Partai-partai pro-Rusia tampaknya akan mempertahankan dominasi mereka ketika Kyrgyzstan memilih parlemen baru pada hari Minggu, namun stabilitas yang tampak menutupi ketegangan etnis dan meningkatnya radikalisme Islam di bekas republik Soviet tersebut.
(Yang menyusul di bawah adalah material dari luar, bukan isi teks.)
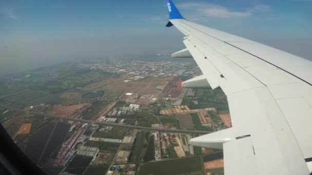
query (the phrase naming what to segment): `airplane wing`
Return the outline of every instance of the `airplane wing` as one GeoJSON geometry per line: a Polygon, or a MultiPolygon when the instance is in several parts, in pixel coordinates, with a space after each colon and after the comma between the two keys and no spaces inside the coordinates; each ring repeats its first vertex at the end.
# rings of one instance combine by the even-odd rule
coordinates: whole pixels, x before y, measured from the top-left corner
{"type": "Polygon", "coordinates": [[[166,0],[167,27],[186,36],[173,57],[193,57],[203,75],[186,88],[220,87],[232,127],[191,140],[223,149],[226,174],[309,174],[312,62],[185,19],[166,0]]]}

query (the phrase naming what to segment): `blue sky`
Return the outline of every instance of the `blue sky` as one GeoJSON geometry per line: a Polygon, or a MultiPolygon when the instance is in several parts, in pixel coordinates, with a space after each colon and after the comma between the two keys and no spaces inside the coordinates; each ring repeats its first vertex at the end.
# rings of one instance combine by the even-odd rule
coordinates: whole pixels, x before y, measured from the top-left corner
{"type": "MultiPolygon", "coordinates": [[[[312,58],[312,1],[174,2],[188,19],[312,58]]],[[[164,0],[1,1],[0,69],[169,54],[184,46],[167,16],[164,0]]]]}

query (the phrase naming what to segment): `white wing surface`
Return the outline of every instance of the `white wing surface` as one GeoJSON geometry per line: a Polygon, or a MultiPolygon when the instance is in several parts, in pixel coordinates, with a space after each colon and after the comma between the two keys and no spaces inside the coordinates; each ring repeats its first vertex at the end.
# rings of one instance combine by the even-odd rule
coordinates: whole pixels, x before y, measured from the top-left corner
{"type": "Polygon", "coordinates": [[[231,128],[191,143],[223,148],[226,174],[309,174],[312,62],[191,23],[167,5],[167,26],[186,36],[186,49],[173,56],[190,54],[203,73],[183,85],[221,87],[231,114],[231,128]]]}

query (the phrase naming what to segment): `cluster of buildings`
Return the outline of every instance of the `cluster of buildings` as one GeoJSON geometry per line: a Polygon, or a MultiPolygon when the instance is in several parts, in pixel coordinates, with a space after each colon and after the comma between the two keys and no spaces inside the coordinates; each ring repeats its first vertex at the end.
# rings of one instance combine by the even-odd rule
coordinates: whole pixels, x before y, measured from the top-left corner
{"type": "Polygon", "coordinates": [[[94,157],[100,149],[99,148],[84,146],[77,152],[78,155],[94,157]]]}
{"type": "Polygon", "coordinates": [[[154,132],[153,134],[154,147],[155,148],[155,160],[158,161],[161,160],[162,159],[160,136],[158,132],[154,132]]]}
{"type": "Polygon", "coordinates": [[[192,113],[187,106],[173,106],[172,108],[163,110],[160,111],[161,115],[181,114],[192,113]]]}
{"type": "Polygon", "coordinates": [[[116,163],[127,163],[130,156],[130,151],[121,150],[117,154],[115,162],[116,163]]]}
{"type": "Polygon", "coordinates": [[[140,111],[140,105],[139,104],[130,104],[129,107],[114,107],[108,114],[108,116],[120,116],[126,115],[128,112],[134,112],[140,111]]]}
{"type": "Polygon", "coordinates": [[[197,114],[198,114],[198,116],[199,117],[199,119],[200,119],[203,126],[212,126],[212,122],[211,118],[210,118],[208,111],[205,110],[199,110],[197,114]]]}
{"type": "Polygon", "coordinates": [[[89,63],[77,62],[80,68],[120,74],[133,75],[131,79],[139,80],[147,76],[164,77],[193,74],[200,72],[193,62],[144,61],[116,58],[89,60],[89,63]],[[108,63],[109,62],[109,63],[108,63]]]}
{"type": "MultiPolygon", "coordinates": [[[[85,126],[86,125],[84,125],[85,126]]],[[[59,151],[56,159],[54,160],[54,166],[65,166],[70,162],[76,154],[75,147],[78,143],[85,142],[87,137],[83,134],[86,132],[85,127],[82,127],[78,123],[74,123],[71,127],[71,130],[74,128],[76,130],[62,145],[59,151]]],[[[95,155],[94,155],[95,156],[95,155]]]]}

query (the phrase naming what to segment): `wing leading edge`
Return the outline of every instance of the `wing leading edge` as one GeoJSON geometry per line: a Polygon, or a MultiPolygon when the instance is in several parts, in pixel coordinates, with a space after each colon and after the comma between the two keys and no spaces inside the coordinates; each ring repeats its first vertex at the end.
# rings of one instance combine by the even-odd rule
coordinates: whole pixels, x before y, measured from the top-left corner
{"type": "Polygon", "coordinates": [[[185,86],[221,87],[231,114],[232,128],[191,144],[223,148],[226,174],[309,174],[312,62],[191,23],[166,3],[170,23],[186,36],[184,52],[203,73],[185,86]]]}

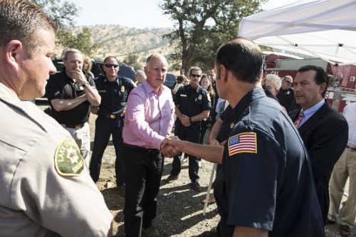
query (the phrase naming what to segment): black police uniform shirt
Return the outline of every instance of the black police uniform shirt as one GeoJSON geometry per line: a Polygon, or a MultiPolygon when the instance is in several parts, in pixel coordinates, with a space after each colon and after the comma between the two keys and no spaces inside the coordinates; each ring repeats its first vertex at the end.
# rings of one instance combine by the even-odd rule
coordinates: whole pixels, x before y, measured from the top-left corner
{"type": "Polygon", "coordinates": [[[294,100],[294,91],[292,88],[288,90],[281,88],[277,94],[277,98],[278,98],[281,105],[287,109],[287,111],[290,111],[290,107],[294,100]]]}
{"type": "Polygon", "coordinates": [[[241,226],[268,231],[270,237],[324,236],[309,158],[287,114],[260,88],[233,112],[239,122],[214,191],[221,236],[232,236],[241,226]]]}
{"type": "MultiPolygon", "coordinates": [[[[197,115],[211,108],[209,93],[200,85],[197,89],[194,89],[190,85],[181,87],[175,95],[174,102],[180,112],[188,117],[197,115]]],[[[182,125],[180,120],[177,120],[176,124],[182,125]]],[[[200,123],[194,122],[192,126],[194,125],[199,125],[200,123]]]]}
{"type": "Polygon", "coordinates": [[[95,80],[95,85],[101,96],[98,114],[102,115],[120,115],[126,107],[130,93],[135,88],[130,79],[120,76],[110,82],[102,75],[95,80]]]}
{"type": "MultiPolygon", "coordinates": [[[[87,78],[90,86],[95,86],[92,78],[87,78]]],[[[49,101],[54,99],[74,99],[83,95],[84,88],[74,83],[65,71],[53,75],[46,86],[46,96],[49,101]]],[[[54,110],[52,103],[51,116],[60,124],[67,126],[83,125],[89,120],[90,103],[86,100],[69,110],[57,111],[54,110]]]]}

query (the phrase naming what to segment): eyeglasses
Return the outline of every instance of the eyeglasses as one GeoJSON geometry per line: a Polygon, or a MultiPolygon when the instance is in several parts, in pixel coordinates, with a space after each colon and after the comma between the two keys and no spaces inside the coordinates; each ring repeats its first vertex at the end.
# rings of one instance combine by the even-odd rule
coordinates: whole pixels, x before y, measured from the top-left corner
{"type": "Polygon", "coordinates": [[[193,77],[193,78],[200,78],[201,76],[201,75],[199,75],[199,74],[191,74],[190,75],[191,77],[193,77]]]}
{"type": "Polygon", "coordinates": [[[104,64],[104,65],[107,68],[110,68],[112,67],[114,67],[114,68],[116,68],[119,66],[118,64],[110,64],[110,63],[105,63],[105,64],[104,64]]]}

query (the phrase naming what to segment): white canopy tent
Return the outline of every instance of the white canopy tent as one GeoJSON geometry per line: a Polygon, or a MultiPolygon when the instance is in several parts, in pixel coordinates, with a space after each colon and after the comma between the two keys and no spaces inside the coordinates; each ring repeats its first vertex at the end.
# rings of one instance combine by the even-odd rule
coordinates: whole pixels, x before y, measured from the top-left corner
{"type": "Polygon", "coordinates": [[[244,18],[239,35],[330,63],[356,64],[356,1],[298,1],[244,18]]]}

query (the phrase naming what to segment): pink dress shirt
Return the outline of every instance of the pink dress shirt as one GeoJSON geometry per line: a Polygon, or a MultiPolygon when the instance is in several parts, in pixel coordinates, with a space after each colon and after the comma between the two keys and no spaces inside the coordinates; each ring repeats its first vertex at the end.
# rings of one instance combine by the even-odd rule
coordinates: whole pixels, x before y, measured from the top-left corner
{"type": "Polygon", "coordinates": [[[162,85],[156,93],[145,80],[127,99],[122,138],[124,142],[159,149],[173,127],[174,103],[169,88],[162,85]]]}

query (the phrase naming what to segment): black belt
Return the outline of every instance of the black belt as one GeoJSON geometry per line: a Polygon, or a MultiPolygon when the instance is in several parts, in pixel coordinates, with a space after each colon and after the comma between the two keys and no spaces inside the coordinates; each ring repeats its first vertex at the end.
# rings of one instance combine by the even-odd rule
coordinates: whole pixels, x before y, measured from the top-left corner
{"type": "Polygon", "coordinates": [[[153,148],[145,148],[145,147],[141,147],[135,145],[132,145],[127,143],[122,142],[122,145],[125,146],[126,147],[129,147],[131,149],[137,149],[138,151],[145,152],[147,154],[158,154],[161,152],[157,149],[153,149],[153,148]]]}
{"type": "Polygon", "coordinates": [[[346,147],[352,149],[352,151],[356,151],[356,147],[352,147],[349,146],[349,145],[346,145],[346,147]]]}
{"type": "Polygon", "coordinates": [[[74,128],[75,130],[80,130],[80,128],[82,128],[83,127],[84,127],[85,124],[85,123],[83,122],[83,123],[80,123],[79,125],[64,125],[64,124],[61,124],[61,125],[63,125],[66,127],[74,128]]]}
{"type": "Polygon", "coordinates": [[[121,116],[118,114],[116,115],[99,115],[100,116],[103,116],[104,117],[110,119],[110,120],[115,120],[115,118],[120,117],[121,116]]]}

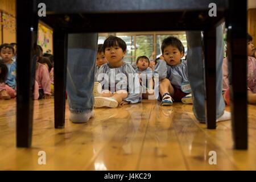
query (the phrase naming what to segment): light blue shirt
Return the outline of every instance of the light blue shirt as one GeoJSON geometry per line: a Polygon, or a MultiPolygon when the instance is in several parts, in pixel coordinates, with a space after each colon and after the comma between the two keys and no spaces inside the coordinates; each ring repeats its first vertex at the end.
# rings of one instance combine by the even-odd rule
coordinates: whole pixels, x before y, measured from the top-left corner
{"type": "Polygon", "coordinates": [[[172,85],[180,89],[183,83],[189,82],[187,61],[181,60],[180,61],[180,64],[171,66],[164,60],[159,60],[155,69],[159,75],[159,81],[167,78],[172,85]]]}
{"type": "Polygon", "coordinates": [[[8,68],[8,73],[6,84],[15,89],[16,88],[16,68],[17,63],[13,61],[11,64],[6,64],[8,68]]]}
{"type": "Polygon", "coordinates": [[[103,89],[110,88],[110,90],[113,89],[116,91],[127,90],[128,96],[123,100],[125,101],[135,104],[141,101],[139,77],[130,64],[125,63],[119,68],[112,68],[109,63],[104,64],[99,68],[95,77],[96,81],[101,83],[103,89]]]}

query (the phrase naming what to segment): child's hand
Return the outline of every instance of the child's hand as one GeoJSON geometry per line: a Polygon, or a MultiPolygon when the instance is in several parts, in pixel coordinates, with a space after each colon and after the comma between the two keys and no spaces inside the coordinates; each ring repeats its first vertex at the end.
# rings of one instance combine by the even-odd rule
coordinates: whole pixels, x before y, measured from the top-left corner
{"type": "Polygon", "coordinates": [[[164,56],[163,56],[163,55],[161,55],[161,56],[160,56],[160,59],[161,59],[161,60],[164,60],[164,56]]]}
{"type": "Polygon", "coordinates": [[[119,105],[127,105],[127,104],[129,104],[129,102],[123,101],[119,105]]]}
{"type": "Polygon", "coordinates": [[[44,94],[44,95],[43,96],[43,98],[51,98],[51,95],[49,94],[44,94]]]}

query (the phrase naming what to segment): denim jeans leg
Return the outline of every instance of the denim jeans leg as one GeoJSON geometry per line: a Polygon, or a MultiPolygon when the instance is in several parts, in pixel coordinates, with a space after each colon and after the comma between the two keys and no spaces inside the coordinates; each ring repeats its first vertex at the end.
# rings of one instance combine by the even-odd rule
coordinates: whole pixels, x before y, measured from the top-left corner
{"type": "Polygon", "coordinates": [[[97,34],[69,34],[67,90],[69,110],[82,113],[93,108],[97,34]]]}
{"type": "Polygon", "coordinates": [[[188,75],[193,95],[193,110],[196,118],[205,122],[205,81],[200,31],[186,32],[188,46],[188,75]]]}

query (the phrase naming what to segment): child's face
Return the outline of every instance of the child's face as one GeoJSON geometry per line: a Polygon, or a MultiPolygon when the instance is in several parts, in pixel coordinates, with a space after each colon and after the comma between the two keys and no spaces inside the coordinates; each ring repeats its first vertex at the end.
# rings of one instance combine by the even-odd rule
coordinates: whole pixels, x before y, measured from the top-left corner
{"type": "Polygon", "coordinates": [[[251,56],[254,53],[254,45],[252,41],[249,41],[247,43],[247,55],[251,56]]]}
{"type": "Polygon", "coordinates": [[[153,70],[155,69],[155,61],[150,61],[149,67],[153,70]]]}
{"type": "Polygon", "coordinates": [[[148,61],[144,58],[141,58],[136,64],[139,70],[143,71],[147,69],[149,66],[148,61]]]}
{"type": "Polygon", "coordinates": [[[97,54],[96,64],[98,67],[100,67],[102,64],[107,63],[108,60],[105,56],[104,53],[99,52],[97,54]]]}
{"type": "Polygon", "coordinates": [[[121,61],[126,51],[123,52],[122,48],[117,46],[106,47],[105,49],[105,55],[109,63],[116,63],[121,61]]]}
{"type": "Polygon", "coordinates": [[[180,52],[177,47],[172,46],[168,46],[164,49],[164,60],[166,63],[172,66],[180,64],[180,59],[183,55],[183,51],[180,52]]]}
{"type": "Polygon", "coordinates": [[[5,63],[8,63],[13,57],[13,50],[9,48],[2,48],[0,52],[0,56],[3,59],[5,63]]]}

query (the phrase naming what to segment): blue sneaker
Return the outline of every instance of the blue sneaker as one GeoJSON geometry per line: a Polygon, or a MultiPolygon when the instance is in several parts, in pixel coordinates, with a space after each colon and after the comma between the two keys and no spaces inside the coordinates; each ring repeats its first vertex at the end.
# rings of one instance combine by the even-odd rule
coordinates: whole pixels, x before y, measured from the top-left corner
{"type": "Polygon", "coordinates": [[[190,93],[181,98],[181,102],[183,104],[193,104],[192,94],[190,93]]]}
{"type": "Polygon", "coordinates": [[[160,103],[160,105],[162,106],[170,106],[172,105],[172,98],[171,97],[170,93],[166,93],[163,95],[163,100],[160,103]]]}

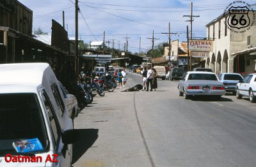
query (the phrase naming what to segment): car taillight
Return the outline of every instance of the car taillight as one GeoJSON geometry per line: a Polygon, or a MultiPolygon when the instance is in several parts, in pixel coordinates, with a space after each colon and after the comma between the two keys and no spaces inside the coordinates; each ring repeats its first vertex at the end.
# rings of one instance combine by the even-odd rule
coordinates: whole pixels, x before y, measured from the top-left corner
{"type": "Polygon", "coordinates": [[[212,87],[213,90],[225,90],[224,87],[212,87]]]}
{"type": "Polygon", "coordinates": [[[188,89],[199,89],[199,87],[188,87],[188,89]]]}

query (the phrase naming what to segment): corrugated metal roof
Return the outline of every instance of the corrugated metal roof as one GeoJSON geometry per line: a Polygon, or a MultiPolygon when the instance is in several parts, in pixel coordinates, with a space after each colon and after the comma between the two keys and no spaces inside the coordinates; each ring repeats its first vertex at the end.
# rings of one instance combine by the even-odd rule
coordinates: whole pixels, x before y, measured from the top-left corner
{"type": "Polygon", "coordinates": [[[103,45],[103,41],[92,41],[91,42],[91,46],[100,46],[103,45]]]}
{"type": "Polygon", "coordinates": [[[35,35],[35,37],[34,37],[35,39],[40,41],[49,45],[51,45],[52,35],[51,34],[47,35],[35,35]]]}

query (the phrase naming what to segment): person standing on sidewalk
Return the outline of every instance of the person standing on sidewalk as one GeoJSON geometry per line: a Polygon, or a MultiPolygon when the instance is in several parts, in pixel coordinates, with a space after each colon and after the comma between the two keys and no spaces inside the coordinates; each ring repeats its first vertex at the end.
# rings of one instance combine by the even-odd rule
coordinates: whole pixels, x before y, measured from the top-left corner
{"type": "Polygon", "coordinates": [[[153,74],[153,89],[157,89],[157,72],[156,71],[156,69],[153,68],[153,71],[154,71],[154,74],[153,74]]]}
{"type": "Polygon", "coordinates": [[[122,81],[123,81],[123,87],[124,87],[124,85],[125,85],[126,82],[127,82],[127,73],[125,71],[125,68],[123,68],[123,71],[121,72],[122,75],[123,77],[122,78],[122,81]]]}
{"type": "Polygon", "coordinates": [[[148,91],[149,84],[150,84],[150,91],[152,91],[153,89],[153,84],[152,84],[153,75],[154,75],[154,71],[153,71],[153,70],[151,69],[151,66],[148,66],[148,69],[147,73],[147,90],[146,90],[146,91],[148,91]]]}
{"type": "Polygon", "coordinates": [[[121,73],[121,69],[119,70],[119,72],[117,73],[117,81],[118,82],[118,88],[122,88],[122,78],[123,77],[123,75],[122,75],[121,73]]]}
{"type": "Polygon", "coordinates": [[[147,70],[147,68],[144,68],[143,73],[142,73],[142,82],[143,82],[143,89],[142,91],[146,90],[146,82],[147,82],[147,73],[148,71],[147,70]]]}

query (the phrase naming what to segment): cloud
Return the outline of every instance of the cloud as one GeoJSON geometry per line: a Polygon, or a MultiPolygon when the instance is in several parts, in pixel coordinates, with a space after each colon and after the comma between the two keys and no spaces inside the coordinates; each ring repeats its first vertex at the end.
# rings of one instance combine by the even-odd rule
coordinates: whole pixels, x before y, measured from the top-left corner
{"type": "MultiPolygon", "coordinates": [[[[75,34],[74,0],[20,0],[20,2],[33,11],[33,27],[41,27],[45,32],[51,32],[51,19],[62,24],[62,10],[65,10],[65,27],[68,35],[75,34]],[[67,26],[68,25],[68,26],[67,26]]],[[[205,25],[220,16],[230,1],[193,1],[193,13],[200,17],[193,22],[193,36],[205,37],[205,25]]],[[[171,31],[179,33],[172,35],[172,40],[186,40],[186,22],[190,15],[191,1],[170,0],[98,0],[79,1],[79,6],[83,14],[79,14],[79,36],[86,43],[103,40],[106,32],[106,40],[115,40],[115,47],[120,43],[124,47],[126,34],[131,51],[138,52],[140,38],[141,48],[150,47],[152,31],[154,31],[155,45],[168,41],[168,36],[161,33],[168,32],[169,22],[171,31]],[[87,23],[87,24],[86,24],[87,23]],[[119,42],[118,42],[119,41],[119,42]]],[[[130,50],[128,47],[128,50],[130,50]]]]}

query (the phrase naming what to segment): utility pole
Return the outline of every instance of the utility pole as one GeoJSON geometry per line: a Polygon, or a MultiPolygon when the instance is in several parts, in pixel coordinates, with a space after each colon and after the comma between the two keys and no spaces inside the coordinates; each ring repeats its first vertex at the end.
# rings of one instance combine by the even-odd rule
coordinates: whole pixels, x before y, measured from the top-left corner
{"type": "Polygon", "coordinates": [[[169,45],[168,45],[169,64],[168,65],[170,66],[170,63],[171,62],[171,50],[172,50],[171,34],[177,34],[178,33],[171,33],[171,25],[170,25],[170,24],[169,22],[169,33],[162,33],[161,34],[169,34],[169,45]]]}
{"type": "Polygon", "coordinates": [[[125,53],[124,54],[124,65],[126,67],[126,54],[128,55],[128,39],[131,39],[131,38],[127,37],[127,34],[126,34],[126,37],[124,37],[124,38],[126,39],[126,51],[125,53]]]}
{"type": "Polygon", "coordinates": [[[190,15],[183,15],[183,17],[188,17],[190,18],[190,20],[186,20],[186,22],[190,22],[190,39],[192,40],[192,22],[193,21],[194,21],[194,17],[199,17],[200,16],[193,15],[193,2],[191,2],[191,10],[190,15]]]}
{"type": "Polygon", "coordinates": [[[152,59],[154,59],[154,40],[160,40],[159,38],[154,38],[154,30],[153,30],[153,35],[152,35],[152,38],[147,38],[147,39],[149,39],[149,40],[152,40],[152,59]]]}
{"type": "Polygon", "coordinates": [[[114,55],[114,52],[115,52],[115,41],[114,41],[115,40],[114,40],[114,38],[112,38],[112,49],[113,49],[112,57],[113,57],[113,56],[114,55]]]}
{"type": "MultiPolygon", "coordinates": [[[[191,13],[190,15],[183,15],[183,17],[188,17],[190,18],[190,20],[186,20],[186,22],[190,22],[190,40],[192,40],[192,25],[193,25],[193,21],[194,21],[193,18],[194,17],[199,17],[199,15],[195,16],[193,15],[193,2],[191,2],[191,13]]],[[[188,29],[188,27],[187,26],[187,29],[188,29]]],[[[188,34],[188,32],[187,33],[188,34]]],[[[189,57],[189,51],[188,50],[188,46],[189,46],[189,40],[188,38],[188,57],[189,57]]],[[[190,54],[191,55],[191,54],[190,54]]],[[[189,58],[188,58],[189,59],[189,58]]],[[[192,70],[192,57],[190,56],[190,59],[188,59],[189,61],[189,68],[190,71],[192,70]]]]}
{"type": "Polygon", "coordinates": [[[141,45],[141,38],[140,37],[140,51],[139,51],[139,55],[140,55],[140,45],[141,45]]]}
{"type": "Polygon", "coordinates": [[[65,12],[62,11],[62,27],[65,29],[65,12]]]}
{"type": "Polygon", "coordinates": [[[120,41],[117,41],[118,42],[118,50],[120,51],[120,41]]]}
{"type": "Polygon", "coordinates": [[[76,0],[76,40],[75,40],[75,73],[77,76],[78,57],[78,0],[76,0]]]}
{"type": "Polygon", "coordinates": [[[188,25],[187,25],[187,42],[188,42],[188,67],[189,66],[189,71],[192,71],[192,61],[191,59],[189,56],[189,38],[188,38],[188,25]]]}
{"type": "Polygon", "coordinates": [[[103,52],[102,52],[102,55],[105,54],[105,31],[104,32],[103,34],[103,52]]]}

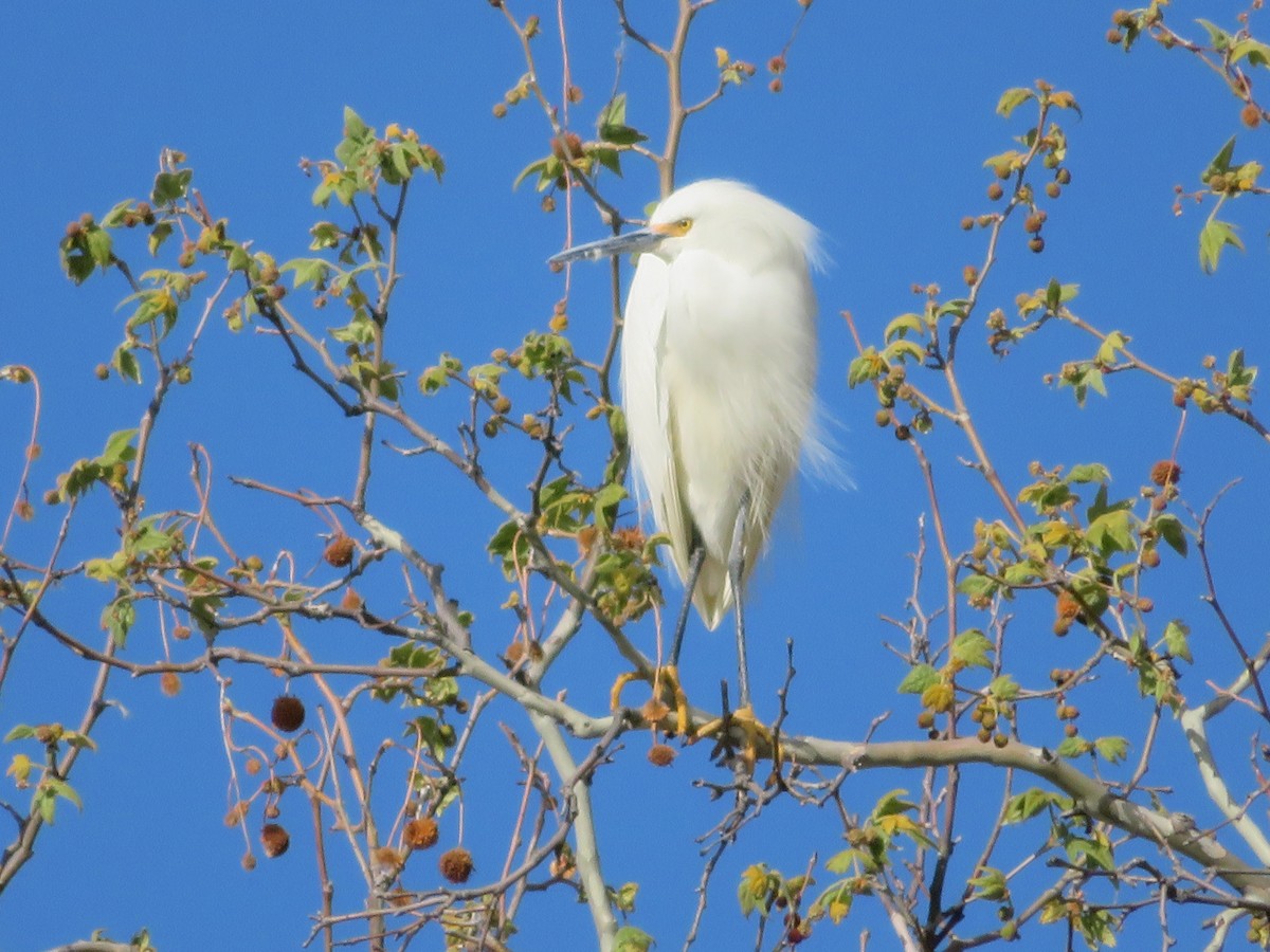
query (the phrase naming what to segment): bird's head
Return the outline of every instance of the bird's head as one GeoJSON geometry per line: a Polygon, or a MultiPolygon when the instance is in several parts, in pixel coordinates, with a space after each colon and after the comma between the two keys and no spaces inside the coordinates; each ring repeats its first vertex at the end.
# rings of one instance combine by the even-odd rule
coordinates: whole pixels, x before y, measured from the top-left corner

Negara berpenduduk 6 juta jiwa yang berpenduduk mayoritas Muslim ini semakin mendekat ke Moskow dan semakin menjauh dari Barat: Berdasarkan tenggat waktu yang ditetapkan oleh parlemen negara tersebut, Amerika Serikat tahun lalu menutup pangkalan udara di Kyrgyzstan yang telah menjadi lokasi operasi Amerika di Afghanistan sejak saat itu. 2001 dilayani.
Rusia memiliki pangkalan udara militer di negara Asia Tengah tersebut, karena khawatir akan kemajuan militan Islam di wilayah tersebut. Yang juga mengawasi dengan cermat adalah Tiongkok, yang wilayah Xinjiangnya bergolak dan berbatasan dengan Kyrgyzstan dan hadir di beberapa industri Kyrgyzstan, termasuk energi dan pertambangan.
Lebih dari 2.000 kandidat yang mewakili 14 partai mencalonkan diri untuk 120 kursi di parlemen, yang mempunyai kendali lebih kuat atas pemerintahan dan perekonomian dibandingkan negara tetangga Kyrgyzstan yang lebih otokratis di Asia Tengah.
Kemungkinan pemenangnya adalah Partai Sosial Demokrat, yang memimpin koalisi yang sudah habis masa jabatannya dan masih dekat dengan Presiden Almazbek Atambayev, meskipun ia secara resmi mengundurkan diri sebagai pemimpin mereka setelah terpilih pada tahun 2011.
“Partai Sosial Demokrat yang pro-presiden hampir pasti menjadi pemenang,” kata analis Asia Tengah yang berbasis di Kazakhstan, Alexander Knyazev.
Ancaman Islam
Namun beberapa partai oposisi yang populer di wilayah selatan yang miskin, dimana Islam radikal sedang meningkat, dapat mengeksploitasi kemiskinan di negara tersebut untuk mengorganisir protes, terutama jika mereka kalah dalam pemilu, katanya.
Ratusan warga Kyrgyzstan berperang untuk ISIS di Suriah dan Irak. Pada bulan Juli, pasukan keamanan membunuh enam pria bersenjata dalam dua baku tembak di ibu kota Bishkek, dengan mengatakan bahwa mereka adalah anggota ISIS yang merencanakan pemboman.
Negara ini masih memulihkan diri dari bentrokan antara etnis Kyrgyzstan dan Uzbek di kota selatan Osh dan Jalalabad yang menewaskan lebih dari 400 orang pada tahun 2010.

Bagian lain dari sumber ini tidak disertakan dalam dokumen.